# generate multiple classifier models for testing

Generate classifier models and pickle them under `/User/mlrun/models/<any>-classifier.cpkl`.

In principle, the pickle `load` method should give us a class instance that we can predict with.  This may not work in practice, and that is the purpose of this notebook, to figure out which models work, and which don't.  Several pickling packages will also be tested in case there are differences.

### _extensions_
* cpkl for `cloudpickle`
* pkl for `pickle`
* dpkl for `dill`...

**gbc model:** adapted from **[Probabilistic predictions with Gaussian process classification (GPC)](https://scikit-learn.org/stable/auto_examples/gaussian_process/plot_gpc.html#sphx-glr-auto-examples-gaussian-process-plot-gpc-py)**



In [1]:
%matplotlib inline

In [2]:
from cloudpickle import dump as cdump, load as cload
from pickle import dump as pdump, load as pload
from dill import dump as ddump, load as dload

In [3]:
import numpy as np

from matplotlib import pyplot as plt

from sklearn.metrics import accuracy_score, log_loss
from sklearn.datasets import make_classification
from sklearn.model_selection import train_test_split
from sklearn.gaussian_process import GaussianProcessClassifier
from sklearn.gaussian_process.kernels import RBF

In [4]:
n_samples = 1000
train_size = 0.7

X, y = make_classification(
    n_samples=n_samples,
    n_features=28, 
    random_state = 1)

xtrain, xtest, ytrain, ytest = train_test_split(X, y, test_size=1-train_size)

In [5]:
kernel = 1.0*RBF(length_scale=1.0)

clf = GaussianProcessClassifier(kernel=kernel, random_state=1)

In [6]:
clf.fit(xtrain, ytrain)

GaussianProcessClassifier(copy_X_train=True, kernel=1**2 * RBF(length_scale=1),
                          max_iter_predict=100, multi_class='one_vs_rest',
                          n_jobs=None, n_restarts_optimizer=0,
                          optimizer='fmin_l_bfgs_b', random_state=1,
                          warm_start=False)

In [7]:
accuracy =  accuracy_score(ytest, clf.predict(xtest))

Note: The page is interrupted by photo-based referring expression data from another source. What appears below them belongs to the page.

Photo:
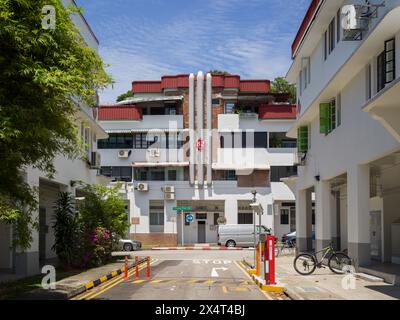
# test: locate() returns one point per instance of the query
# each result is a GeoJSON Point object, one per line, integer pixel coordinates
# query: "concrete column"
{"type": "Point", "coordinates": [358, 188]}
{"type": "Point", "coordinates": [304, 220]}
{"type": "Point", "coordinates": [27, 262]}
{"type": "Point", "coordinates": [323, 212]}
{"type": "Point", "coordinates": [231, 209]}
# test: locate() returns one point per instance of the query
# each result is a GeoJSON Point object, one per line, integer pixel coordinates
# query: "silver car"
{"type": "Point", "coordinates": [232, 235]}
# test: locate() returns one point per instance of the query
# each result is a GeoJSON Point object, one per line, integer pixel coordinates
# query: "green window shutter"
{"type": "Point", "coordinates": [302, 139]}
{"type": "Point", "coordinates": [325, 118]}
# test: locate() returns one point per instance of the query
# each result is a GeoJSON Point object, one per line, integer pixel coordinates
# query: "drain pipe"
{"type": "Point", "coordinates": [200, 125]}
{"type": "Point", "coordinates": [191, 130]}
{"type": "Point", "coordinates": [209, 129]}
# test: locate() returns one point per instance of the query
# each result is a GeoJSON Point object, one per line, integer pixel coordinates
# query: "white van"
{"type": "Point", "coordinates": [242, 235]}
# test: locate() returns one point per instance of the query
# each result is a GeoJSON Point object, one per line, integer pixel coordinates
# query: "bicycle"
{"type": "Point", "coordinates": [287, 246]}
{"type": "Point", "coordinates": [306, 263]}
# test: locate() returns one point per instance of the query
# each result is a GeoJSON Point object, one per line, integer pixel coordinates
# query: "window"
{"type": "Point", "coordinates": [201, 216]}
{"type": "Point", "coordinates": [338, 25]}
{"type": "Point", "coordinates": [156, 216]}
{"type": "Point", "coordinates": [381, 79]}
{"type": "Point", "coordinates": [245, 218]}
{"type": "Point", "coordinates": [285, 216]}
{"type": "Point", "coordinates": [390, 66]}
{"type": "Point", "coordinates": [117, 173]}
{"type": "Point", "coordinates": [143, 140]}
{"type": "Point", "coordinates": [328, 117]}
{"type": "Point", "coordinates": [277, 173]}
{"type": "Point", "coordinates": [229, 108]}
{"type": "Point", "coordinates": [116, 141]}
{"type": "Point", "coordinates": [279, 140]}
{"type": "Point", "coordinates": [369, 81]}
{"type": "Point", "coordinates": [331, 35]}
{"type": "Point", "coordinates": [171, 175]}
{"type": "Point", "coordinates": [303, 139]}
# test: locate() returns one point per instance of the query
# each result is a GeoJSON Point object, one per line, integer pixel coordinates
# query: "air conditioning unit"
{"type": "Point", "coordinates": [155, 153]}
{"type": "Point", "coordinates": [123, 154]}
{"type": "Point", "coordinates": [143, 187]}
{"type": "Point", "coordinates": [169, 189]}
{"type": "Point", "coordinates": [95, 160]}
{"type": "Point", "coordinates": [169, 196]}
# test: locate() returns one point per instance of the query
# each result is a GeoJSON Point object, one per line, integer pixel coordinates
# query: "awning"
{"type": "Point", "coordinates": [159, 164]}
{"type": "Point", "coordinates": [145, 130]}
{"type": "Point", "coordinates": [238, 167]}
{"type": "Point", "coordinates": [149, 99]}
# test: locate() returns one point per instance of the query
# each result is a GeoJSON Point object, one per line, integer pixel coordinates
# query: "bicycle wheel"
{"type": "Point", "coordinates": [305, 264]}
{"type": "Point", "coordinates": [339, 263]}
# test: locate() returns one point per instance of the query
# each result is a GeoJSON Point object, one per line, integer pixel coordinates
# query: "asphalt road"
{"type": "Point", "coordinates": [184, 276]}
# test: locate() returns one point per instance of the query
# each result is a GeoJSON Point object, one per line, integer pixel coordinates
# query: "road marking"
{"type": "Point", "coordinates": [138, 281]}
{"type": "Point", "coordinates": [243, 269]}
{"type": "Point", "coordinates": [113, 284]}
{"type": "Point", "coordinates": [214, 272]}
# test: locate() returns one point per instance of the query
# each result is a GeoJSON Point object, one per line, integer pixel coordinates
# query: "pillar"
{"type": "Point", "coordinates": [323, 212]}
{"type": "Point", "coordinates": [358, 188]}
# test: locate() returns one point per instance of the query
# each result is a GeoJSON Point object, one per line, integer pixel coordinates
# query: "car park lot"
{"type": "Point", "coordinates": [184, 275]}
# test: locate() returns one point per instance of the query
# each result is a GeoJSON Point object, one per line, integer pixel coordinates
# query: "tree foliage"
{"type": "Point", "coordinates": [125, 96]}
{"type": "Point", "coordinates": [281, 85]}
{"type": "Point", "coordinates": [40, 70]}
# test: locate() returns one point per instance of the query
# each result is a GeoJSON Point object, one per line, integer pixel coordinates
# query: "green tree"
{"type": "Point", "coordinates": [40, 70]}
{"type": "Point", "coordinates": [66, 229]}
{"type": "Point", "coordinates": [125, 96]}
{"type": "Point", "coordinates": [281, 85]}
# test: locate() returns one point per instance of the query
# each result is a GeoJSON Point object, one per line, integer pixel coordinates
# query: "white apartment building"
{"type": "Point", "coordinates": [69, 174]}
{"type": "Point", "coordinates": [348, 128]}
{"type": "Point", "coordinates": [180, 147]}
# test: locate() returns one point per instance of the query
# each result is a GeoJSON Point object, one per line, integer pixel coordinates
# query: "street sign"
{"type": "Point", "coordinates": [182, 208]}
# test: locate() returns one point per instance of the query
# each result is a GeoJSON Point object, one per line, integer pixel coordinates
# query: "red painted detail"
{"type": "Point", "coordinates": [146, 86]}
{"type": "Point", "coordinates": [277, 111]}
{"type": "Point", "coordinates": [218, 81]}
{"type": "Point", "coordinates": [255, 86]}
{"type": "Point", "coordinates": [308, 18]}
{"type": "Point", "coordinates": [131, 112]}
{"type": "Point", "coordinates": [200, 144]}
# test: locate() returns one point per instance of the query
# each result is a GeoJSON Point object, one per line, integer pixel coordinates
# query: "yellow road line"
{"type": "Point", "coordinates": [243, 269]}
{"type": "Point", "coordinates": [113, 280]}
{"type": "Point", "coordinates": [113, 285]}
{"type": "Point", "coordinates": [138, 281]}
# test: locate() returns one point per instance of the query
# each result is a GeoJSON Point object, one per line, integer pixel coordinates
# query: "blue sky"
{"type": "Point", "coordinates": [145, 39]}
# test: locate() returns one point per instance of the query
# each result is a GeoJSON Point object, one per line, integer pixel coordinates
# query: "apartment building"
{"type": "Point", "coordinates": [345, 65]}
{"type": "Point", "coordinates": [68, 175]}
{"type": "Point", "coordinates": [190, 150]}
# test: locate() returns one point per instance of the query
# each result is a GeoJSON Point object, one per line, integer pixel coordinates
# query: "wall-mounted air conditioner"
{"type": "Point", "coordinates": [169, 189]}
{"type": "Point", "coordinates": [95, 160]}
{"type": "Point", "coordinates": [169, 196]}
{"type": "Point", "coordinates": [143, 187]}
{"type": "Point", "coordinates": [123, 154]}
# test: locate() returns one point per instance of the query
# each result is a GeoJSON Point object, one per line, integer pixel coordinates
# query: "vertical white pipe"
{"type": "Point", "coordinates": [191, 129]}
{"type": "Point", "coordinates": [200, 125]}
{"type": "Point", "coordinates": [209, 129]}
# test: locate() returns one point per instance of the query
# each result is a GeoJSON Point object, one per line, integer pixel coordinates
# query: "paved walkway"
{"type": "Point", "coordinates": [324, 285]}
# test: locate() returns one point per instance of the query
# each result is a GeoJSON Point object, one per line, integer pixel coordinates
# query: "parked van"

logloss = log_loss(ytest, clf.predict_proba(xtest)[:, 1])

In [8]:
cdump(clf, open('/User/mlrun/models/gpc-classifier.cpkl', 'wb'))

In [9]:
clf_loaded = cload(open('/User/mlrun/models/gpc-classifier.cpkl', 'rb'))

In [10]:
clf_loaded

GaussianProcessClassifier(copy_X_train=True, kernel=1**2 * RBF(length_scale=1),
                          max_iter_predict=100, multi_class='one_vs_rest',
                          n_jobs=None, n_restarts_optimizer=0,
                          optimizer='fmin_l_bfgs_b', random_state=1,
                          warm_start=False)

In [11]:
assert accuracy ==  accuracy_score(ytest, clf_loaded.predict(xtest))
assert logloss == log_loss(ytest, clf_loaded.predict_proba(xtest)[:, 1])

In [12]:
from sklearn.ensemble import AdaBoostClassifier

In [21]:
clf = AdaBoostClassifier(n_estimators=100, random_state=1)

In [22]:
clf.fit(xtrain, ytrain)

AdaBoostClassifier(algorithm='SAMME.R', base_estimator=None, learning_rate=1.0,
                   n_estimators=100, random_state=1)

In [23]:
cdump(clf, open('/User/mlrun/models/ada-classifier.cpkl', 'wb'))

In [24]:
clf_loaded = cload(open('/User/mlrun/models/ada-classifier.cpkl', 'rb'))

In [25]:
accuracy =  accuracy_score(ytest, clf.predict(xtest))

logloss = log_loss(ytest, clf.predict_proba(xtest)[:, 1])

In [26]:
assert accuracy ==  accuracy_score(ytest, clf_loaded.predict(xtest))
assert logloss == log_loss(ytest, clf_loaded.predict_proba(xtest)[:, 1])